Biblical authors rarely just made things up. Their audience at the time would remember or record odd celestial events, so they would know if the teller of the story was just making up the new star’s appearance circa 0BC.

The event (whatever it was) was probably real, just connected to Jesus’s birth after the fact.

But the books of the New Testament were not written during Jesus’s lifetime or even during the entire next two generations. Biblical scholars put the date of the earliest written New Testament verses somewhere around 60 A.D.

The majority of New Testament scriptures were written between then and around 150 A.D although many scholars claim that at least two of the supposed letters of Paul/Saul are latter day forgeries and were not written until sometime considerably after 300 A.D.

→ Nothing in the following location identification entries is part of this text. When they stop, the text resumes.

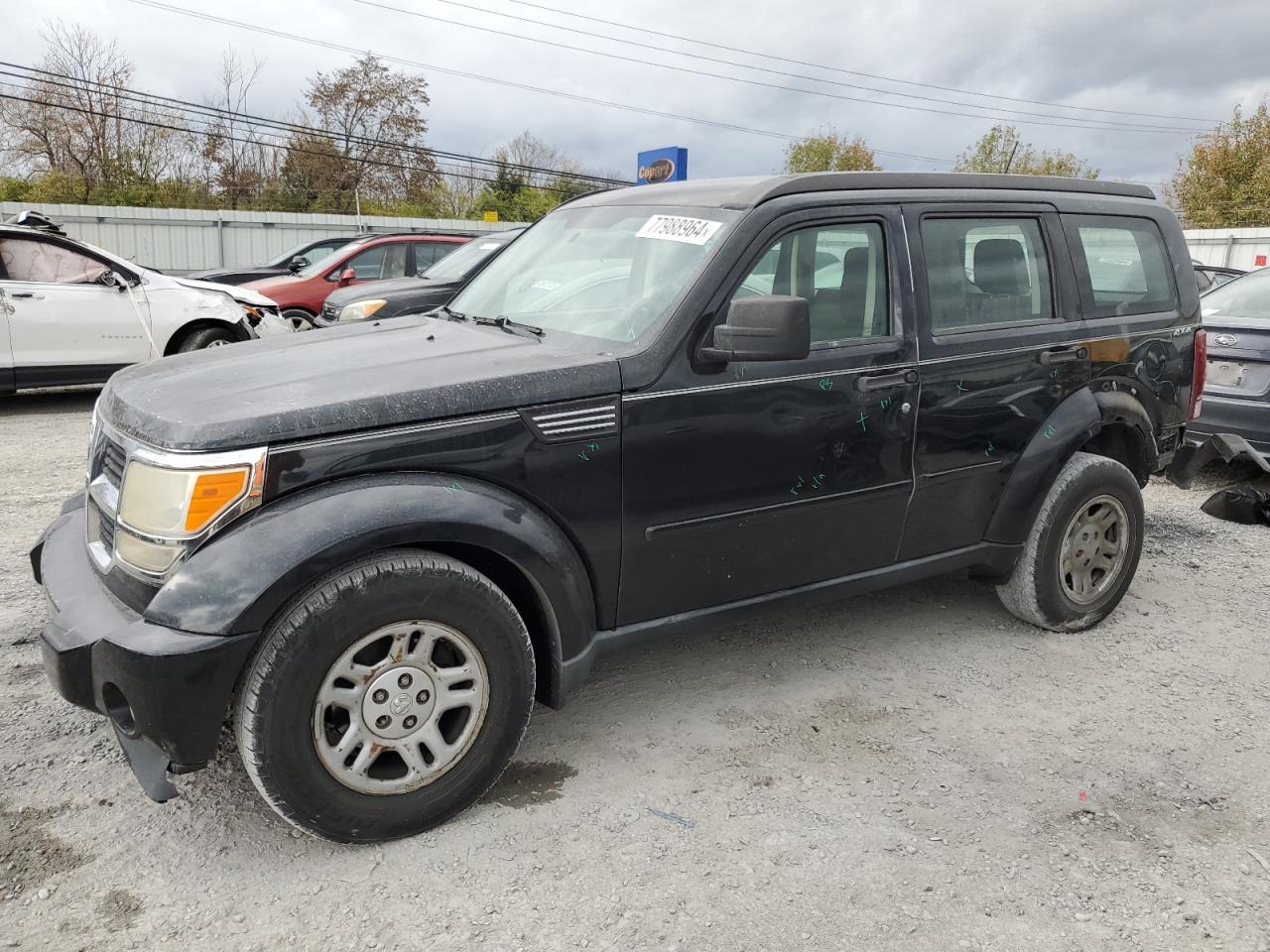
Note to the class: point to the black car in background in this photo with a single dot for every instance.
(1237, 389)
(435, 287)
(1213, 276)
(295, 259)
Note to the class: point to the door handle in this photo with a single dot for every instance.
(866, 385)
(1062, 354)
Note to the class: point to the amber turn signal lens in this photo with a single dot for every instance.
(212, 493)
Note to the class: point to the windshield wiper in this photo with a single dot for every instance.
(509, 325)
(451, 315)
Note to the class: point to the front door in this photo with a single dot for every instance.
(1000, 340)
(757, 477)
(64, 325)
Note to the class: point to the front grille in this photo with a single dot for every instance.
(112, 462)
(105, 531)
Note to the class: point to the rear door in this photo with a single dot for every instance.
(1000, 344)
(64, 325)
(757, 477)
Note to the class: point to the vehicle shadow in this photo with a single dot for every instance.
(50, 403)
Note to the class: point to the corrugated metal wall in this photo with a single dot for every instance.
(1229, 248)
(180, 240)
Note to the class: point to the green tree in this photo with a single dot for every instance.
(1224, 181)
(829, 151)
(1002, 149)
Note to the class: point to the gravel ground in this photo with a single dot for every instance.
(907, 771)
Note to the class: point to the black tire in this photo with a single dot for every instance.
(204, 338)
(1037, 590)
(276, 702)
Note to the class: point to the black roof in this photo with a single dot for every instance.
(753, 190)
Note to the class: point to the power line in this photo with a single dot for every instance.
(267, 144)
(50, 77)
(511, 84)
(1111, 125)
(832, 68)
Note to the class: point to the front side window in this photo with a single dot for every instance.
(1125, 264)
(608, 272)
(984, 271)
(841, 272)
(48, 262)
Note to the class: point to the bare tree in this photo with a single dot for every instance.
(79, 123)
(240, 162)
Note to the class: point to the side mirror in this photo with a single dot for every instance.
(769, 327)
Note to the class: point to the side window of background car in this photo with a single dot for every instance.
(985, 271)
(48, 262)
(380, 262)
(841, 271)
(1125, 266)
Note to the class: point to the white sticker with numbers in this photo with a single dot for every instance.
(672, 227)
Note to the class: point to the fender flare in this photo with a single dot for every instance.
(1070, 426)
(241, 578)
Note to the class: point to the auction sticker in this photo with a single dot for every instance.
(672, 227)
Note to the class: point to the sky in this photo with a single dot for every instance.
(1152, 61)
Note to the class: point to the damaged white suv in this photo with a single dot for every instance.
(72, 313)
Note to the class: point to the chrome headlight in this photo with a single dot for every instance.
(361, 309)
(171, 503)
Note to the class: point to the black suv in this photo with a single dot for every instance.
(661, 409)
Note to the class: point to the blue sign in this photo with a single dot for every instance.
(670, 164)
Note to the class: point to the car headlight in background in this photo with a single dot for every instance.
(361, 309)
(169, 504)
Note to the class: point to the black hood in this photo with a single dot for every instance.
(411, 370)
(236, 276)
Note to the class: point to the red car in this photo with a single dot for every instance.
(300, 296)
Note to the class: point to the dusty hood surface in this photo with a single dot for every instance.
(363, 376)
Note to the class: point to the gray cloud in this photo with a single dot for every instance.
(1156, 58)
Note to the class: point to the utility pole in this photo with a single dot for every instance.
(1011, 159)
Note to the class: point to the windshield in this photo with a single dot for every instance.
(325, 262)
(285, 258)
(1243, 298)
(462, 259)
(602, 272)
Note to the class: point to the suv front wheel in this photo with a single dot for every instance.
(386, 698)
(1083, 547)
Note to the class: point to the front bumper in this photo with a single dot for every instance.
(166, 690)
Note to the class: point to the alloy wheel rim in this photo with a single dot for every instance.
(399, 707)
(1095, 549)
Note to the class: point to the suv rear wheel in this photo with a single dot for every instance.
(1083, 547)
(386, 698)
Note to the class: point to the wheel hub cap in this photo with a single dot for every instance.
(1095, 549)
(400, 706)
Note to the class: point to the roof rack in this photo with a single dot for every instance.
(37, 221)
(858, 180)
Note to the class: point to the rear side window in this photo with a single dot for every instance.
(1125, 266)
(985, 271)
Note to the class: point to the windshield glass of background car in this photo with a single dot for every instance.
(601, 272)
(321, 264)
(462, 259)
(1245, 298)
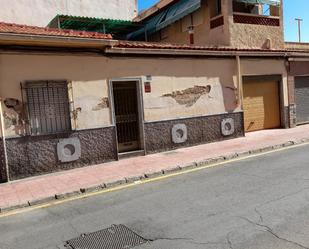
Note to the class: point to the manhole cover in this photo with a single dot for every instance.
(115, 237)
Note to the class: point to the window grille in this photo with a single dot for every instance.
(48, 107)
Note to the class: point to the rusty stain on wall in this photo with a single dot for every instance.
(189, 96)
(104, 103)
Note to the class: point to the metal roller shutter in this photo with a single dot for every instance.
(302, 99)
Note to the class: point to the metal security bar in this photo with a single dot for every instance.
(48, 107)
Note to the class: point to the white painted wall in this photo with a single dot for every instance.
(41, 12)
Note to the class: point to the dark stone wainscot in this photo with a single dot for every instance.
(37, 155)
(201, 130)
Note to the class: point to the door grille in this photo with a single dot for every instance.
(126, 112)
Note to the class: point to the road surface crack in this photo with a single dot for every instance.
(283, 197)
(189, 240)
(229, 242)
(271, 231)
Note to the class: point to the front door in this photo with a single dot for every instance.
(126, 115)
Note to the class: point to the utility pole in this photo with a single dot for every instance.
(299, 20)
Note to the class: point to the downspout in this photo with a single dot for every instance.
(4, 142)
(239, 83)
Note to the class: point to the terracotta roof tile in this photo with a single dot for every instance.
(156, 45)
(40, 31)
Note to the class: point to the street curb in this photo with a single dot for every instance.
(151, 175)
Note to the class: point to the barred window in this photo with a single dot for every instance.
(48, 107)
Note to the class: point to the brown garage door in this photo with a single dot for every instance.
(302, 99)
(261, 105)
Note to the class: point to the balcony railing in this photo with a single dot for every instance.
(216, 21)
(246, 18)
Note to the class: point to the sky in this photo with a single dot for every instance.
(292, 9)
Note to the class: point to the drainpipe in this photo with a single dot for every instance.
(239, 83)
(4, 142)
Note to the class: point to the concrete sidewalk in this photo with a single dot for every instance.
(33, 191)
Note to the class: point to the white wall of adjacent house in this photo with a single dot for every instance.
(41, 12)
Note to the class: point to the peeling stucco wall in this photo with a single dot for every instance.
(41, 12)
(92, 102)
(182, 87)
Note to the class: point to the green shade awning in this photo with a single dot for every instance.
(117, 28)
(270, 2)
(168, 16)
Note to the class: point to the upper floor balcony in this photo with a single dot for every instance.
(262, 12)
(247, 18)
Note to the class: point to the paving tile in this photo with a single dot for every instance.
(37, 189)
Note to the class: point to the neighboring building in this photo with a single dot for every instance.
(76, 98)
(41, 12)
(235, 23)
(298, 81)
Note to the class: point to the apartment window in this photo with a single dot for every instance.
(215, 8)
(218, 7)
(48, 107)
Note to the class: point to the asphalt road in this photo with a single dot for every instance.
(262, 202)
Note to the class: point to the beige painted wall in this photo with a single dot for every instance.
(41, 12)
(230, 34)
(203, 35)
(182, 87)
(89, 77)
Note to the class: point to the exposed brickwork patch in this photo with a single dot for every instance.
(189, 96)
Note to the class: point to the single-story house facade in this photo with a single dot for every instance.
(72, 99)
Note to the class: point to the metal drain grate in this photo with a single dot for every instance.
(115, 237)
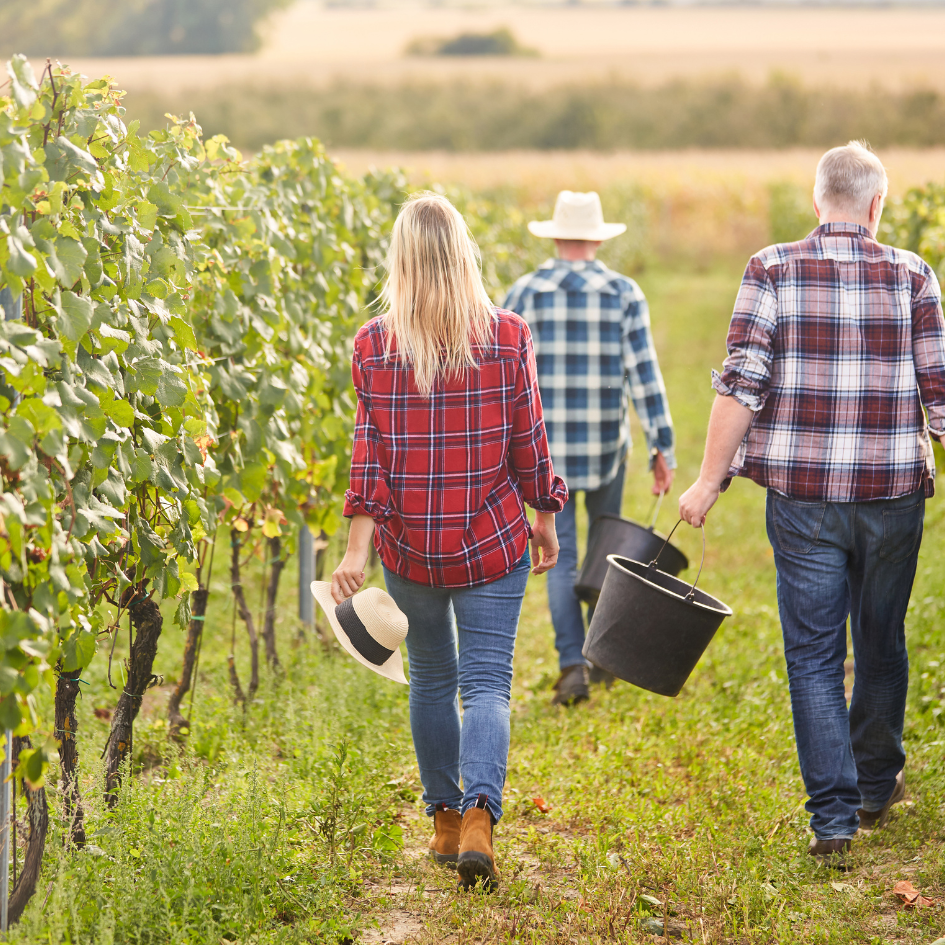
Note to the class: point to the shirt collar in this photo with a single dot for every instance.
(834, 229)
(574, 265)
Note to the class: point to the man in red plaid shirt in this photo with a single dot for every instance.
(836, 345)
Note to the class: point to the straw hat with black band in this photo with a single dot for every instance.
(370, 626)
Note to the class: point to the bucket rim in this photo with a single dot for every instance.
(722, 609)
(646, 528)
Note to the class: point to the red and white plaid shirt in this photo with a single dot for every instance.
(444, 477)
(837, 342)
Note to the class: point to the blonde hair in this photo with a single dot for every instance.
(849, 177)
(434, 303)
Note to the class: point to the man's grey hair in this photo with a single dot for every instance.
(848, 178)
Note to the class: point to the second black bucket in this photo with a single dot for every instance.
(611, 534)
(651, 628)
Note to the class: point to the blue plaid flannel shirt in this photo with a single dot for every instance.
(591, 330)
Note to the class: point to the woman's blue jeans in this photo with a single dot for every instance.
(473, 751)
(837, 560)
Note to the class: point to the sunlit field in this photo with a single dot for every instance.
(300, 821)
(312, 44)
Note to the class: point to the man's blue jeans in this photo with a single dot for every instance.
(475, 749)
(834, 560)
(567, 616)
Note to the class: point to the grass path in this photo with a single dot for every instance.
(300, 821)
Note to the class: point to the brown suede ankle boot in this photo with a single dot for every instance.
(444, 847)
(476, 862)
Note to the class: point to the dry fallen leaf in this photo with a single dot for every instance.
(911, 896)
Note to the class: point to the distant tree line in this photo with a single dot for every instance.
(483, 116)
(132, 27)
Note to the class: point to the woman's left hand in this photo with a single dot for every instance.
(544, 543)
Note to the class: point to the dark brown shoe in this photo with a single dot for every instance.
(571, 687)
(476, 865)
(830, 852)
(876, 819)
(444, 847)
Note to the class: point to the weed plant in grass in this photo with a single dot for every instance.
(300, 821)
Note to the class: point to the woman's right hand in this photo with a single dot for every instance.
(544, 543)
(348, 577)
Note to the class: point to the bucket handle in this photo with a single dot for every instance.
(692, 593)
(656, 510)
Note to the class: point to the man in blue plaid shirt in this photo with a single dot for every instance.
(591, 330)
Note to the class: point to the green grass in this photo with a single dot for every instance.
(300, 820)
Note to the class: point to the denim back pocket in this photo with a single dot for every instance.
(797, 524)
(902, 532)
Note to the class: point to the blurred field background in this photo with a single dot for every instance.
(700, 125)
(701, 128)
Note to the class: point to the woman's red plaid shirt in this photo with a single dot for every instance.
(445, 477)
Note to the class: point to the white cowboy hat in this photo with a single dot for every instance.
(370, 626)
(577, 217)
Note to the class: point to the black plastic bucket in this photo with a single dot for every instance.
(650, 628)
(613, 535)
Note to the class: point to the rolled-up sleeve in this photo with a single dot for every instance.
(928, 348)
(529, 457)
(642, 369)
(369, 489)
(746, 373)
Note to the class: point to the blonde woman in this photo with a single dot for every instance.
(449, 446)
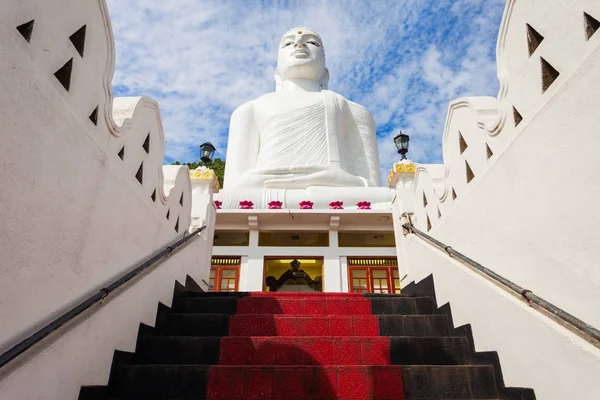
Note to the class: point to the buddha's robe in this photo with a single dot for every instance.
(330, 135)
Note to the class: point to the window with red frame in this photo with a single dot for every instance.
(373, 276)
(224, 275)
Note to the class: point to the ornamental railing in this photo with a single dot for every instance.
(588, 332)
(25, 344)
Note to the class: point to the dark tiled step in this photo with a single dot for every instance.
(199, 305)
(429, 351)
(449, 382)
(324, 351)
(160, 382)
(152, 382)
(382, 305)
(291, 325)
(302, 350)
(178, 350)
(191, 293)
(308, 305)
(413, 325)
(175, 324)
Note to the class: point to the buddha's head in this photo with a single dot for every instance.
(301, 56)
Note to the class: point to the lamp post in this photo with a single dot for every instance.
(207, 150)
(401, 140)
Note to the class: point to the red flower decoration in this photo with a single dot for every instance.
(364, 205)
(306, 205)
(246, 205)
(336, 205)
(275, 205)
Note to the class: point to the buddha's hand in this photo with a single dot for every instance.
(301, 179)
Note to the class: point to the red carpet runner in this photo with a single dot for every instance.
(301, 346)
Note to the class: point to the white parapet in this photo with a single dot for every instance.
(84, 195)
(517, 193)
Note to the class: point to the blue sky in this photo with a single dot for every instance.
(402, 59)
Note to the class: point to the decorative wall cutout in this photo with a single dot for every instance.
(94, 116)
(146, 144)
(461, 143)
(64, 74)
(26, 30)
(78, 40)
(489, 151)
(549, 74)
(534, 39)
(140, 174)
(591, 25)
(517, 116)
(470, 174)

So just like anyone reading the story today, the written account of the “Gospel” was written after anyone who might have actually witnessed it was already dead. (don’t forget the average lifespan then was considerably shorter).

There was no one still alive to cry foul and say “Hey, that never happened, there never was a star of the East that outshone all the other heavenly bodies, at least not when they say it did.”

Besides all of which the story of the “Three Magi” and the “Star of Bethlehem” only appears once in the bible, in the gospel of Matthew. Matthew was written between 70-110 A.D. based on earlier oral gospel stories and the gospel of Mark which scholars now believe was actually the first gospel to be written.

Many after-the-fact tales in the “gospels” were apparently written in order to fulfill (or appear to fulfill) earlier prophecies regarding the Jewish messiah. In this case the prophecy comes from the old testament book of Numbers…

I see Him, but not now;
I behold Him, but not near;
A Star shall come out of Jacob;
A Scepter shall rise out of Israel,
And batter the brow of Moab,
And destroy all the sons of tumult.

The kingdom of Moab had long since ceased to exist by the time of Jesus, but the prophecy of the star arising had become an accepted and anticipated sign of the messiah amongst Jewish theologians.

Therefore when someone got around to writing up the gospel of Matthew 80-90 years (scholarly best estimate) after the death of Jesus they included the story of the “Magi” and the “Star of Bethlehem.”

I have to rate the probability of the story of the Magi and the Eastern star being factual as exceedingly low given what we know about the formation of the written account.